If you ask Jeff Farrar, director of marketing-agriculture for Hemisphere GPS, visual guidance systems have changed significantly since the past five or six years. Back then, most operators were satisfied if these systems simply told them where their vehicle had been and where it was going. Today, however, most visual guidance systems are command centers for the entire operation or application.
“Visual guidance systems today offer much more than GPS guidance and have become the operator interface for spraying, nutrient application, machine control, planting and harvest duties,” says Farrar. “The need for precise application of inputs, combined with improvements in GPS accuracy and machine control, have brought the industry to a ‘do all’ terminal focus.”
Tim Stuenkel, market development specialist for TeeJet Technologies, agrees. “Data collection continues to be an integral part of this process,” says Stuenkel. “As input and commodity prices continue to rise, small gains in efficiency — even on conservatively-sized operations — can have a very significant payback.”
Indeed, initial cost/payback is one of the major reasons visual guidance systems are growing in popularity. “Guidance systems are more affordable than ever before,” says Lori Costello, marketing communications manager for Ag Leader Technology. “Technology improvements, enhanced functionality and a quicker return-on-investment are reasons that guidance is now a reality for many users.
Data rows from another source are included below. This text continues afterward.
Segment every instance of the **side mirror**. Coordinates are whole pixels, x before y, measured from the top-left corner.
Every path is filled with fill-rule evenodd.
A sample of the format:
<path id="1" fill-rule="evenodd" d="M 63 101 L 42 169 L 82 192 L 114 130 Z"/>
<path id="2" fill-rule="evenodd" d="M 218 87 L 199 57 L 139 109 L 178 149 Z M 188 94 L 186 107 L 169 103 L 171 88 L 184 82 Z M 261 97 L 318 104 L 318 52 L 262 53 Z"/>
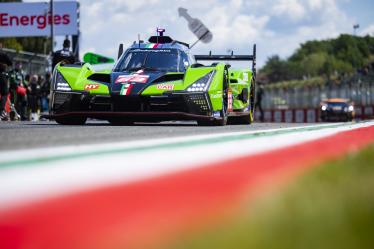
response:
<path id="1" fill-rule="evenodd" d="M 119 48 L 118 48 L 118 58 L 121 57 L 121 55 L 123 54 L 123 44 L 119 44 Z"/>

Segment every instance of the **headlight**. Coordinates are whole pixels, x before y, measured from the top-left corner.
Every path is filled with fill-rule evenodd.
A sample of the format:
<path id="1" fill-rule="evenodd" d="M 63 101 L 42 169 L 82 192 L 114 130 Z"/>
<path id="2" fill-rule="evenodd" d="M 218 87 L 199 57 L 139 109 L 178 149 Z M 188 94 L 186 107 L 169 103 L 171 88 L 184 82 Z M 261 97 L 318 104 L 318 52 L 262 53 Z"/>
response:
<path id="1" fill-rule="evenodd" d="M 187 88 L 188 92 L 206 92 L 209 88 L 210 82 L 216 73 L 215 70 L 211 71 L 210 73 L 204 75 L 200 79 L 196 80 L 192 85 Z"/>
<path id="2" fill-rule="evenodd" d="M 327 105 L 323 105 L 323 106 L 321 106 L 321 110 L 322 110 L 322 111 L 326 111 L 326 110 L 327 110 Z"/>
<path id="3" fill-rule="evenodd" d="M 68 82 L 64 79 L 62 74 L 59 72 L 56 73 L 55 90 L 71 91 L 71 87 L 69 86 Z"/>
<path id="4" fill-rule="evenodd" d="M 348 106 L 348 111 L 353 112 L 354 109 L 355 109 L 355 108 L 353 107 L 353 105 Z"/>

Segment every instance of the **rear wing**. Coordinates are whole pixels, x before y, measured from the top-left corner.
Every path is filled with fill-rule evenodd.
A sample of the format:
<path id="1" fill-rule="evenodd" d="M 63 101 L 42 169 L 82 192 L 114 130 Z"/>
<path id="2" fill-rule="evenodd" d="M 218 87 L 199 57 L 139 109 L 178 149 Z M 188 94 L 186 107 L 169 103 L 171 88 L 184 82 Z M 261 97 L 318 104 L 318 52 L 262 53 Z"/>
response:
<path id="1" fill-rule="evenodd" d="M 209 52 L 208 55 L 195 55 L 196 61 L 252 61 L 252 73 L 253 78 L 256 79 L 256 44 L 253 45 L 252 55 L 212 55 Z"/>

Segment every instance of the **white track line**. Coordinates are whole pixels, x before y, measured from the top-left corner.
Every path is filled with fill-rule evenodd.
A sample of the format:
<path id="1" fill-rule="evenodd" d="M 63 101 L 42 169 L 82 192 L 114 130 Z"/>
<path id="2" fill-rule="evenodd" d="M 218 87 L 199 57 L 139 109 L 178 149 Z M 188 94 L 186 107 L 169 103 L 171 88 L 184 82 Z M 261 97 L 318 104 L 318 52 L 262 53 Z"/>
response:
<path id="1" fill-rule="evenodd" d="M 125 154 L 114 153 L 100 156 L 73 158 L 27 166 L 0 168 L 0 209 L 24 204 L 56 195 L 68 194 L 92 188 L 122 184 L 167 173 L 199 167 L 243 155 L 252 155 L 290 145 L 304 143 L 330 136 L 341 131 L 374 125 L 374 122 L 343 125 L 336 128 L 323 128 L 313 131 L 291 132 L 273 136 L 260 136 L 245 140 L 222 143 L 197 143 L 187 147 L 153 148 L 136 150 Z M 290 128 L 294 129 L 294 128 Z M 290 130 L 282 129 L 282 130 Z M 274 131 L 274 130 L 273 130 Z M 257 133 L 253 132 L 253 133 Z M 269 131 L 264 131 L 269 132 Z M 248 132 L 232 133 L 244 135 Z M 194 137 L 150 140 L 106 145 L 85 145 L 50 148 L 47 151 L 23 151 L 35 158 L 39 153 L 64 154 L 85 152 L 86 150 L 111 149 L 116 146 L 160 145 L 170 142 L 195 141 L 228 137 L 230 134 L 214 134 Z M 321 148 L 323 149 L 323 148 Z M 17 151 L 17 154 L 19 151 Z M 14 155 L 12 155 L 14 156 Z M 250 165 L 249 165 L 250 166 Z"/>
<path id="2" fill-rule="evenodd" d="M 333 125 L 343 125 L 344 123 L 336 123 Z M 272 133 L 276 131 L 290 131 L 296 129 L 304 129 L 308 127 L 328 127 L 332 124 L 314 124 L 314 125 L 300 125 L 289 128 L 278 128 L 278 129 L 265 129 L 265 130 L 250 130 L 248 131 L 239 131 L 239 132 L 224 132 L 224 133 L 215 133 L 207 135 L 192 135 L 192 136 L 178 136 L 172 138 L 157 138 L 157 139 L 147 139 L 139 141 L 124 141 L 124 142 L 113 142 L 113 143 L 99 143 L 99 144 L 82 144 L 82 145 L 63 145 L 57 147 L 49 148 L 34 148 L 34 149 L 22 149 L 22 150 L 9 150 L 9 151 L 0 151 L 0 164 L 7 161 L 18 160 L 18 159 L 35 159 L 43 158 L 48 156 L 58 156 L 63 154 L 71 153 L 85 153 L 91 151 L 105 151 L 112 150 L 113 148 L 126 149 L 142 146 L 160 146 L 170 143 L 178 142 L 187 142 L 187 141 L 198 141 L 209 138 L 224 138 L 230 137 L 233 135 L 248 135 L 248 134 L 258 134 L 258 133 Z"/>

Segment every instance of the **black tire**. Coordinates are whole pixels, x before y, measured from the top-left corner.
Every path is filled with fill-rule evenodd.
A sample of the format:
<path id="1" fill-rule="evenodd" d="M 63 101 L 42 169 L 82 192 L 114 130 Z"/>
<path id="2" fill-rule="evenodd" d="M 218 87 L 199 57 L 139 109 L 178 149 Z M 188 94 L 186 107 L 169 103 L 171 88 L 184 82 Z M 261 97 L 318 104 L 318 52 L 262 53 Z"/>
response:
<path id="1" fill-rule="evenodd" d="M 134 124 L 133 120 L 122 119 L 122 118 L 113 118 L 113 119 L 109 119 L 108 121 L 113 126 L 129 126 L 129 125 Z"/>
<path id="2" fill-rule="evenodd" d="M 223 71 L 223 82 L 222 82 L 222 110 L 220 111 L 221 119 L 216 120 L 198 120 L 199 126 L 225 126 L 227 124 L 227 105 L 228 105 L 228 67 L 225 67 Z"/>
<path id="3" fill-rule="evenodd" d="M 253 122 L 253 120 L 255 119 L 255 105 L 256 105 L 256 81 L 253 80 L 252 78 L 252 81 L 251 81 L 251 91 L 249 93 L 249 103 L 250 103 L 250 123 L 251 124 Z"/>
<path id="4" fill-rule="evenodd" d="M 239 116 L 239 117 L 230 117 L 229 122 L 230 125 L 249 125 L 252 123 L 251 115 Z"/>
<path id="5" fill-rule="evenodd" d="M 55 121 L 61 125 L 84 125 L 87 121 L 86 117 L 58 117 Z"/>
<path id="6" fill-rule="evenodd" d="M 219 120 L 198 120 L 197 124 L 199 126 L 225 126 L 227 124 L 227 118 Z"/>

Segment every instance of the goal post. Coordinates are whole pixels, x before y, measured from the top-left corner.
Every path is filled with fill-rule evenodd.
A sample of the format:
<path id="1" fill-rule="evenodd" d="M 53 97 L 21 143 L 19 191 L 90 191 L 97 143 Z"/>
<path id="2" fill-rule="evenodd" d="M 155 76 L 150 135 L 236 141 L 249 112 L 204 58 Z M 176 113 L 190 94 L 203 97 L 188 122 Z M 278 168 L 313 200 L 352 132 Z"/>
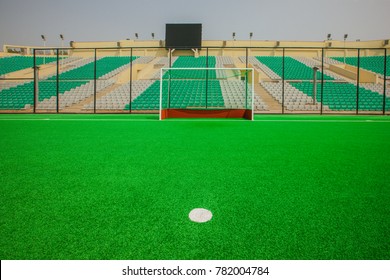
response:
<path id="1" fill-rule="evenodd" d="M 161 68 L 160 120 L 253 120 L 253 68 Z"/>

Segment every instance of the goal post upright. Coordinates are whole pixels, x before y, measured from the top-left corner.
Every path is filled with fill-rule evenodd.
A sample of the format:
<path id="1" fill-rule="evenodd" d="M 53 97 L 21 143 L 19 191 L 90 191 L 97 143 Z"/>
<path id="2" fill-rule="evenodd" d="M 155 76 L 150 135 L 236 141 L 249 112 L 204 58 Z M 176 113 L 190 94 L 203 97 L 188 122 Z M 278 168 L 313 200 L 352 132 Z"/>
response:
<path id="1" fill-rule="evenodd" d="M 162 75 L 163 75 L 163 69 L 164 68 L 161 68 L 160 69 L 160 113 L 159 113 L 159 119 L 160 121 L 162 120 L 162 86 L 163 86 L 163 79 L 162 79 Z"/>
<path id="2" fill-rule="evenodd" d="M 254 77 L 253 68 L 161 68 L 159 119 L 253 120 Z"/>
<path id="3" fill-rule="evenodd" d="M 255 118 L 255 70 L 253 68 L 250 68 L 252 69 L 252 117 L 251 117 L 251 120 L 253 121 Z"/>

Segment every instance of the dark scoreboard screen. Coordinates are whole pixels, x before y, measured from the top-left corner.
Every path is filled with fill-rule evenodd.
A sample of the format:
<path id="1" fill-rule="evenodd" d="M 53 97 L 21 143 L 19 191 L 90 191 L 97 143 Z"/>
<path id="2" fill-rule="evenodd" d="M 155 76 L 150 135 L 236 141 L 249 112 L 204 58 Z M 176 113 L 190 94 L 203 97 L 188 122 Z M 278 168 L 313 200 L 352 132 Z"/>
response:
<path id="1" fill-rule="evenodd" d="M 200 49 L 202 47 L 202 24 L 173 24 L 165 26 L 165 47 L 167 49 Z"/>

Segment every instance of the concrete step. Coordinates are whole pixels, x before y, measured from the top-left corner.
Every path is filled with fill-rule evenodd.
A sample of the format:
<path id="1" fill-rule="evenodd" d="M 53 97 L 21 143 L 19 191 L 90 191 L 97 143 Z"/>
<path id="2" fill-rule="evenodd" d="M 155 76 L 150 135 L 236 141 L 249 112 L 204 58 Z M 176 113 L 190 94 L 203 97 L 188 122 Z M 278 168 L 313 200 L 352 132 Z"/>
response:
<path id="1" fill-rule="evenodd" d="M 270 111 L 280 111 L 282 109 L 281 104 L 276 101 L 268 91 L 259 83 L 254 84 L 255 94 L 261 97 L 264 103 L 268 106 Z"/>
<path id="2" fill-rule="evenodd" d="M 102 91 L 100 91 L 96 94 L 96 99 L 99 99 L 99 98 L 102 98 L 103 96 L 106 96 L 107 94 L 109 94 L 110 92 L 112 92 L 113 90 L 115 90 L 116 88 L 118 88 L 120 86 L 121 86 L 120 84 L 112 84 L 111 86 L 106 87 L 105 89 L 103 89 Z M 63 111 L 64 112 L 66 112 L 66 111 L 70 111 L 70 112 L 82 111 L 84 108 L 84 105 L 92 103 L 93 100 L 94 100 L 94 96 L 92 95 L 92 96 L 82 100 L 81 102 L 79 102 L 77 104 L 74 104 L 72 106 L 65 108 Z"/>

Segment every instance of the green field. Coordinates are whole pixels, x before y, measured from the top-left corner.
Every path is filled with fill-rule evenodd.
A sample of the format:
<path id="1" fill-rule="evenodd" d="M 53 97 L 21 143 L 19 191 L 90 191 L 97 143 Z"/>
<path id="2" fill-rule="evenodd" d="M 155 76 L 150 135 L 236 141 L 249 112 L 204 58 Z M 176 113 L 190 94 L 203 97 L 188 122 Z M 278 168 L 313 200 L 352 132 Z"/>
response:
<path id="1" fill-rule="evenodd" d="M 157 119 L 0 115 L 0 259 L 390 259 L 389 117 Z"/>

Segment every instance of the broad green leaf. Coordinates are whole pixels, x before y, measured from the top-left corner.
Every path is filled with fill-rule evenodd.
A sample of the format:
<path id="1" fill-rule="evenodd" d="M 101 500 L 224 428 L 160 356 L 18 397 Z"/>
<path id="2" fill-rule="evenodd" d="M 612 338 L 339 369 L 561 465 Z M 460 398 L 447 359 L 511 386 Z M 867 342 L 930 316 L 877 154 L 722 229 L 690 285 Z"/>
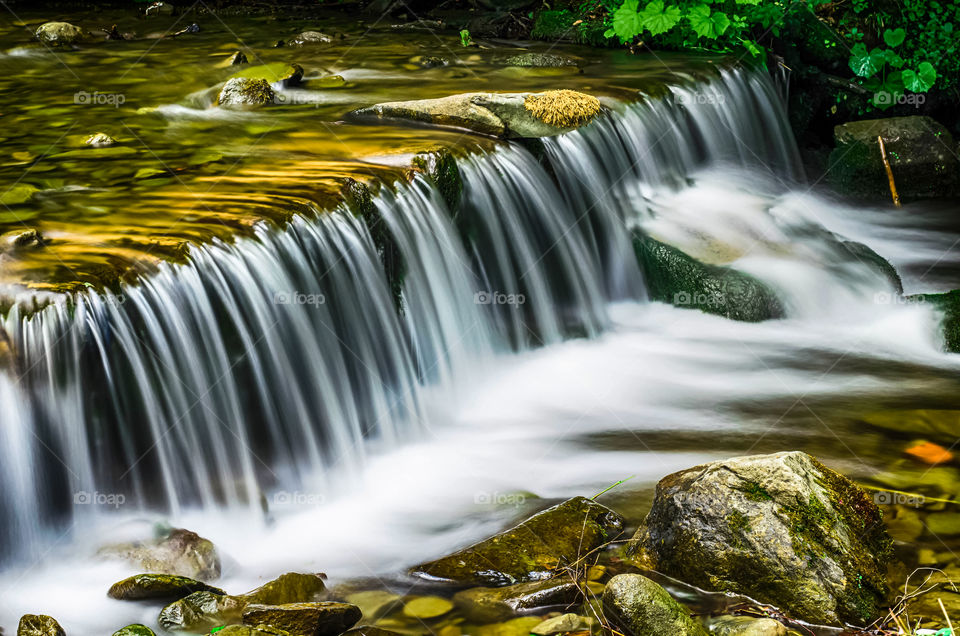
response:
<path id="1" fill-rule="evenodd" d="M 643 25 L 637 8 L 639 0 L 625 0 L 620 8 L 613 12 L 613 32 L 621 42 L 627 42 L 640 35 Z"/>
<path id="2" fill-rule="evenodd" d="M 760 4 L 760 0 L 737 0 L 737 4 Z"/>
<path id="3" fill-rule="evenodd" d="M 705 8 L 710 11 L 709 7 Z M 683 15 L 678 7 L 674 5 L 665 7 L 663 0 L 653 0 L 640 13 L 641 23 L 651 35 L 666 33 L 680 22 L 681 17 Z"/>
<path id="4" fill-rule="evenodd" d="M 890 48 L 895 48 L 903 44 L 906 37 L 907 32 L 903 29 L 887 29 L 883 32 L 883 41 L 886 42 Z"/>
<path id="5" fill-rule="evenodd" d="M 717 29 L 717 35 L 723 35 L 730 28 L 730 18 L 722 11 L 715 11 L 710 19 L 713 20 L 713 26 Z"/>
<path id="6" fill-rule="evenodd" d="M 694 33 L 702 38 L 715 40 L 730 27 L 730 18 L 727 14 L 711 13 L 710 7 L 705 4 L 697 5 L 687 13 L 690 27 Z"/>
<path id="7" fill-rule="evenodd" d="M 925 93 L 937 81 L 937 69 L 930 62 L 922 62 L 916 71 L 906 69 L 901 74 L 903 85 L 914 93 Z"/>
<path id="8" fill-rule="evenodd" d="M 897 55 L 896 51 L 887 49 L 883 52 L 884 61 L 893 68 L 903 68 L 903 58 Z"/>
<path id="9" fill-rule="evenodd" d="M 860 77 L 876 75 L 885 61 L 883 51 L 873 49 L 867 52 L 867 46 L 862 42 L 850 50 L 850 69 Z"/>

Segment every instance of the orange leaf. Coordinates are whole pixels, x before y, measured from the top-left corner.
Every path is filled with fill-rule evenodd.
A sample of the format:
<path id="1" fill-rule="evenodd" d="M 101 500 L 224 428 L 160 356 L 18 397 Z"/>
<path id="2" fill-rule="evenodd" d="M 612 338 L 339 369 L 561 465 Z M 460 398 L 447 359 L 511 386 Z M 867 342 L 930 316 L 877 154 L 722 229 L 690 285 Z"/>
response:
<path id="1" fill-rule="evenodd" d="M 930 464 L 931 466 L 945 464 L 953 460 L 953 453 L 933 442 L 923 442 L 922 444 L 911 446 L 906 450 L 906 453 L 910 455 L 910 457 L 919 459 L 923 463 Z"/>

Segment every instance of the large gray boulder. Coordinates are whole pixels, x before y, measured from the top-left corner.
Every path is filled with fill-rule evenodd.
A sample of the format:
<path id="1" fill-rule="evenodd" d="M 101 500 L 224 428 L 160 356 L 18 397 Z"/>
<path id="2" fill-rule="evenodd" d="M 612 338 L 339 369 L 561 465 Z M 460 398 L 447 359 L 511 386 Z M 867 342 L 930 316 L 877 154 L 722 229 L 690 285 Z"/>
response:
<path id="1" fill-rule="evenodd" d="M 17 626 L 17 636 L 64 636 L 64 631 L 52 616 L 24 614 Z"/>
<path id="2" fill-rule="evenodd" d="M 209 539 L 196 532 L 173 528 L 149 541 L 101 548 L 100 554 L 120 558 L 144 572 L 185 576 L 198 581 L 220 577 L 220 556 Z"/>
<path id="3" fill-rule="evenodd" d="M 172 601 L 193 592 L 204 590 L 214 594 L 226 594 L 221 589 L 186 576 L 137 574 L 114 583 L 107 592 L 107 596 L 120 601 L 139 601 L 143 599 Z"/>
<path id="4" fill-rule="evenodd" d="M 603 590 L 603 610 L 631 636 L 707 636 L 690 610 L 640 574 L 619 574 Z"/>
<path id="5" fill-rule="evenodd" d="M 574 130 L 601 112 L 596 98 L 574 91 L 463 93 L 438 99 L 384 102 L 349 113 L 358 119 L 399 119 L 466 128 L 495 137 L 550 137 Z"/>
<path id="6" fill-rule="evenodd" d="M 36 37 L 48 46 L 70 46 L 84 39 L 83 29 L 69 22 L 47 22 L 37 28 Z"/>
<path id="7" fill-rule="evenodd" d="M 233 77 L 220 89 L 217 106 L 257 108 L 274 103 L 276 98 L 270 82 L 263 78 Z"/>
<path id="8" fill-rule="evenodd" d="M 664 477 L 628 554 L 792 618 L 865 624 L 887 594 L 892 542 L 882 516 L 806 453 L 736 457 Z"/>
<path id="9" fill-rule="evenodd" d="M 570 577 L 517 583 L 506 587 L 474 587 L 453 595 L 453 604 L 468 621 L 496 623 L 541 607 L 566 607 L 581 598 Z"/>
<path id="10" fill-rule="evenodd" d="M 950 132 L 929 117 L 889 117 L 842 124 L 834 129 L 829 181 L 840 192 L 890 201 L 887 172 L 877 137 L 901 199 L 949 197 L 958 192 L 960 163 Z"/>
<path id="11" fill-rule="evenodd" d="M 251 627 L 273 627 L 291 634 L 337 636 L 360 620 L 360 608 L 349 603 L 288 603 L 248 605 L 243 623 Z"/>

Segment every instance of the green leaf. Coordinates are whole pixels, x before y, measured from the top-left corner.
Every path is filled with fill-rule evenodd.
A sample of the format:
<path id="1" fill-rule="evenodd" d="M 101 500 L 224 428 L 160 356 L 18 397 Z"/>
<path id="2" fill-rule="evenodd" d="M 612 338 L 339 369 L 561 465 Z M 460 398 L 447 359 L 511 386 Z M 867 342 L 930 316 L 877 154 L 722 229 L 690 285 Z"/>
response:
<path id="1" fill-rule="evenodd" d="M 613 32 L 621 42 L 627 42 L 640 35 L 643 25 L 637 8 L 639 0 L 624 0 L 620 8 L 613 12 Z"/>
<path id="2" fill-rule="evenodd" d="M 914 93 L 926 93 L 937 81 L 937 69 L 930 62 L 922 62 L 916 71 L 906 69 L 901 74 L 903 85 Z"/>
<path id="3" fill-rule="evenodd" d="M 887 64 L 889 64 L 893 68 L 903 68 L 903 64 L 904 64 L 903 58 L 897 55 L 896 51 L 893 51 L 891 49 L 886 49 L 883 52 L 883 59 Z"/>
<path id="4" fill-rule="evenodd" d="M 871 77 L 880 71 L 886 61 L 881 49 L 867 52 L 867 46 L 862 42 L 855 44 L 850 50 L 850 69 L 860 77 Z"/>
<path id="5" fill-rule="evenodd" d="M 760 0 L 737 0 L 737 4 L 760 4 Z"/>
<path id="6" fill-rule="evenodd" d="M 883 32 L 883 41 L 886 42 L 890 48 L 895 48 L 903 44 L 906 37 L 907 32 L 903 29 L 887 29 Z"/>
<path id="7" fill-rule="evenodd" d="M 704 8 L 710 11 L 709 7 Z M 653 0 L 640 13 L 641 23 L 651 35 L 666 33 L 675 27 L 682 17 L 678 7 L 673 5 L 665 7 L 663 0 Z"/>
<path id="8" fill-rule="evenodd" d="M 690 20 L 690 27 L 701 38 L 715 40 L 730 28 L 730 18 L 726 13 L 717 11 L 710 12 L 710 7 L 705 4 L 697 5 L 687 13 L 687 19 Z"/>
When used in conjunction with automatic steering systems, the combination provides many benefits, such as cost savings, reducing operator fatigue and improving input efficiency.”
Thomas Causey, marketing communications specialist for Topcon, thinks versatility is a motivator. “Entering precision ag with a low-cost visual guidance system that also records data and has the possibility to be upgraded with rate/section control offers customers value in managing their operations.”
Coupled with their affordability, visual guidance systems have also gotten easy to use. “The simplicity of the systems and overall user interface has really improved, as well as scalability,” says Ryan Molitor, marketing supervisor, Raven Industries, Applied Technology Division. “This is important because it gives customers the flexibility of adding on to their system as their needs change, all the while keeping in mind it isn’t a really complex system to use.”
Molitor expects visual guidance systems will gain more market intelligence soon. “Integrating wireless technology to help streamline data transfer, as well as the use of higher accuracy systems like RTK will benefit everyone and continue to grow in popularity,” he says.
George Huber, director, worldwide ag sales for Trimble, also foresees more full-system growth for this market going forward. “The future for visual guidance systems is to grow them into full precision ag solutions for automated steering, plus flow and application control,” says Huber. “Advances will come in guidance performance due to GNSS capability and the availability of higher accuracy differential corrections. They will also come in the precision ag applicatoins that can be controlled via the visual guidance system user interface. This is important because users want one multipurpose display in their cab.”
TeeJet’s Stuenkel agrees. “Visual guidance systems are becoming the central hub of a wide range of machine operation and data collection activities,” he says. “The ability to effectively control a variety of tasks from a single console, while simultaneously gathering and transmitting field data, will be critical as we move forward.”